The Port, conversely, is designed to open up new applications. Lopez listed a few potential ones: nuclear, radio and energy, microwave, and infectious disease research. He added that space travel and exploration is tightly tied to government-sponsored programs—from which Arkisys wants to move away.
“You can’t go and turn on a synthetic aperture radar or microwave antenna outside the ISS because you’ll fry the brains of cosmonauts,” said Lopez jokingly.
The other key benefit is cost. Arkisys is tight-lipped about end-to-end pricing, but its goal is to reduce the cost of launches—which is typically tens of millions of dollars—exponentially.
“We’ll take your payload or your spacecraft or whatever it is, reduce the time for integration, reduce risk, reduce costs, and then off you go,” Lopez said.
For now, interested startups can pay $5,000 to receive a ground-based version of the Port’s applique interface and integrate with Arkisys’ digital twinning program, which more than half a dozen companies have already done. The software models how a customer’s hardware would get to space and how it would behave while there, allowing them to test new scenarios—and when the time comes, integrate seamlessly with the Port.
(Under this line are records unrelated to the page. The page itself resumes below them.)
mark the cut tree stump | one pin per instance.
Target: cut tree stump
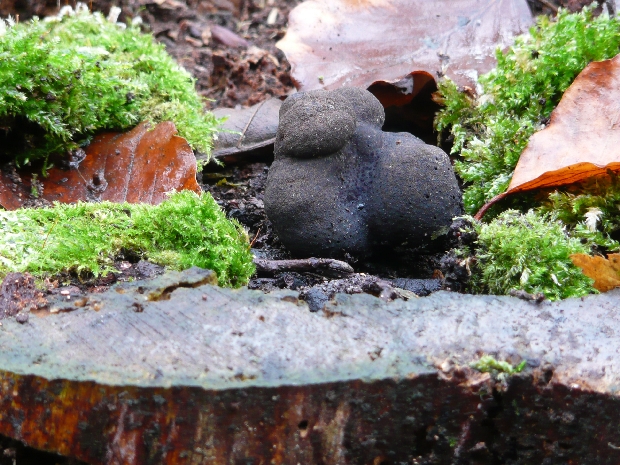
(178, 371)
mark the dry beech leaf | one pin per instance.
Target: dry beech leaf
(334, 43)
(138, 166)
(582, 139)
(246, 130)
(604, 272)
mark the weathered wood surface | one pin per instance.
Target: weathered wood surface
(177, 371)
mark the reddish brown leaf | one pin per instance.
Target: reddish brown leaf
(247, 131)
(332, 43)
(137, 166)
(583, 136)
(604, 272)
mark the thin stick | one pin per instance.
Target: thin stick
(48, 234)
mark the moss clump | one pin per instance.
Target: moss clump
(185, 230)
(528, 251)
(518, 96)
(489, 364)
(64, 79)
(593, 214)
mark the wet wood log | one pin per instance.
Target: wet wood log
(177, 371)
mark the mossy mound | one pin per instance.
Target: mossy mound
(67, 77)
(518, 96)
(183, 231)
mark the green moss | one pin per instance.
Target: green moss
(185, 230)
(64, 79)
(528, 251)
(488, 364)
(530, 78)
(592, 214)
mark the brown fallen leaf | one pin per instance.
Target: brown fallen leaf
(604, 272)
(582, 139)
(333, 43)
(141, 165)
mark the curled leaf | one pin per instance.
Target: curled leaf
(139, 166)
(604, 272)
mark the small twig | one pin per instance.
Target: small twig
(550, 5)
(255, 237)
(323, 266)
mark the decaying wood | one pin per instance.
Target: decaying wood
(177, 371)
(322, 266)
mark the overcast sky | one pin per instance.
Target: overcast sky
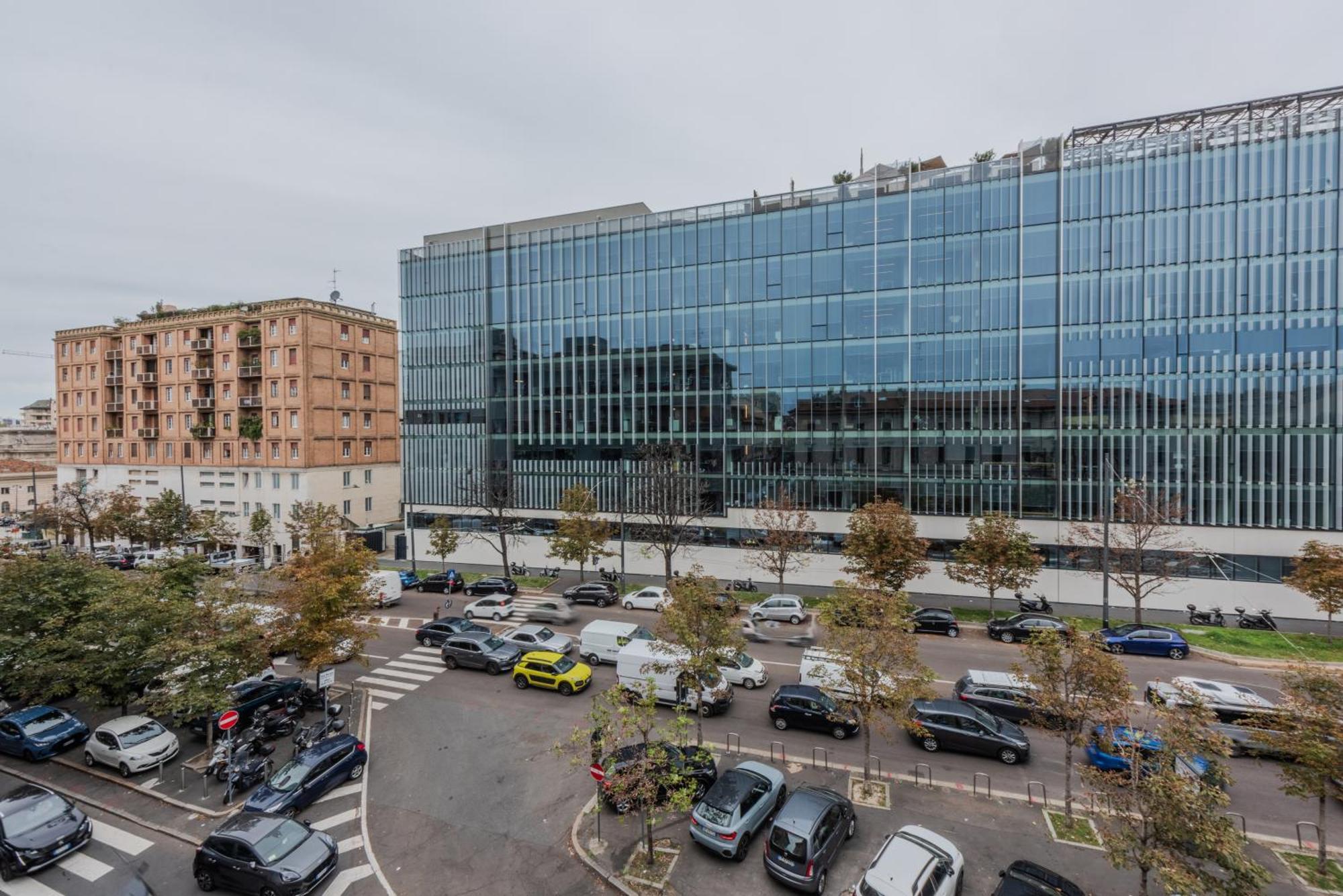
(224, 152)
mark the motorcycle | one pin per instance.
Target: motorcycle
(1258, 620)
(1212, 616)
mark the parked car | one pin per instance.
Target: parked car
(553, 671)
(781, 607)
(937, 620)
(915, 862)
(259, 852)
(1028, 879)
(806, 838)
(1149, 640)
(131, 744)
(537, 638)
(1021, 627)
(647, 599)
(41, 733)
(496, 608)
(600, 593)
(434, 634)
(737, 807)
(491, 585)
(306, 779)
(447, 583)
(38, 828)
(961, 728)
(805, 706)
(480, 651)
(691, 762)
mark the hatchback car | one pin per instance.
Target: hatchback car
(480, 651)
(1149, 640)
(434, 634)
(952, 725)
(1021, 627)
(805, 706)
(131, 744)
(554, 671)
(257, 852)
(38, 828)
(41, 733)
(785, 608)
(806, 838)
(306, 779)
(737, 807)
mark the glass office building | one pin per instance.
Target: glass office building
(1162, 293)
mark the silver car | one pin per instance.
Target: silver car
(537, 638)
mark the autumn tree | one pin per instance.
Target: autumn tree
(1146, 546)
(883, 545)
(1076, 685)
(996, 554)
(1319, 576)
(875, 654)
(786, 534)
(581, 533)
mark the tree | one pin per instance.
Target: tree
(883, 545)
(1310, 729)
(668, 501)
(1076, 686)
(1170, 823)
(1146, 549)
(788, 530)
(1319, 576)
(876, 656)
(703, 632)
(997, 554)
(580, 534)
(443, 538)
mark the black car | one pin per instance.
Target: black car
(952, 725)
(491, 585)
(937, 620)
(805, 706)
(1021, 627)
(256, 852)
(600, 593)
(441, 583)
(434, 634)
(38, 828)
(806, 838)
(690, 761)
(1028, 879)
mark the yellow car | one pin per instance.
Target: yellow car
(549, 670)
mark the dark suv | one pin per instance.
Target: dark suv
(937, 725)
(806, 838)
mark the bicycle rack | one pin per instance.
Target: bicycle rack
(1031, 797)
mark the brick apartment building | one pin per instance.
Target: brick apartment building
(244, 407)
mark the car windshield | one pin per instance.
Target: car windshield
(142, 733)
(45, 722)
(281, 842)
(34, 816)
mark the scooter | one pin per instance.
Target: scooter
(1212, 616)
(1259, 620)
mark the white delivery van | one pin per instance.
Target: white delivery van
(641, 662)
(601, 640)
“That’s like going to AWS [Amazon Web Services] and trying something out for five bucks,” Lopez said.
Path to Launch
Arkisys is developing its components at two facilities near Los Angeles and has conducted electronic, thermal, and propulsion testing on the ground.
The company has also built a ground unit with the subsystems needed to control a prototype robotic arm that can manipulate payloads. A few applique modules have also been completed—Lopez said the first has been delivered to a launch provider and is ready to go.
The applique is expected to launch soon, followed by the first Cutter in 2024 and an entire Port module by 2025 or 2026. Next year, Arkisys plans to launch select companies’ payloads for just $150,000 through a program called Embark U.S., sponsored by the federal government.
One of the company’s most ardent supporters has been the Defense Innovation Unit (DIU), an organization within the Department of Defense focused on scaling and speeding the adoption of commercial technologies.
Through the DIU, Arkisys obtained an other transaction authority (OTA) contract that allows other agencies to quickly join their contract, especially if they have funding. According to Lopez, several research labs within the military have shown interest in launching their technologies with the company.
That interest has extended to other governments as well—for example, Arkisys is working closely with the government of New Zealand and its Ministry of Business, Education and Employment, which oversees the country’s space agency. So far, it has assisted with debris mitigation and strategies for docking in space, and the country will eventually use the Port to support more innovation.
The main thing holding back Arkisys—and the rest of the industry—is funding, Lopez said. That will most likely come from the government, which heavily backed SpaceX’s rise to stardom.
“A massive challenge is having governmental entities understand that it takes a village,” he said. “And we have to work with all of the moving parts: NASA, NOAA [National Oceanic and Atmospheric Administration], Congress, everyone, to understand how to ramp up innovation. Otherwise, the U.S. will be struck by lightning from external forces.”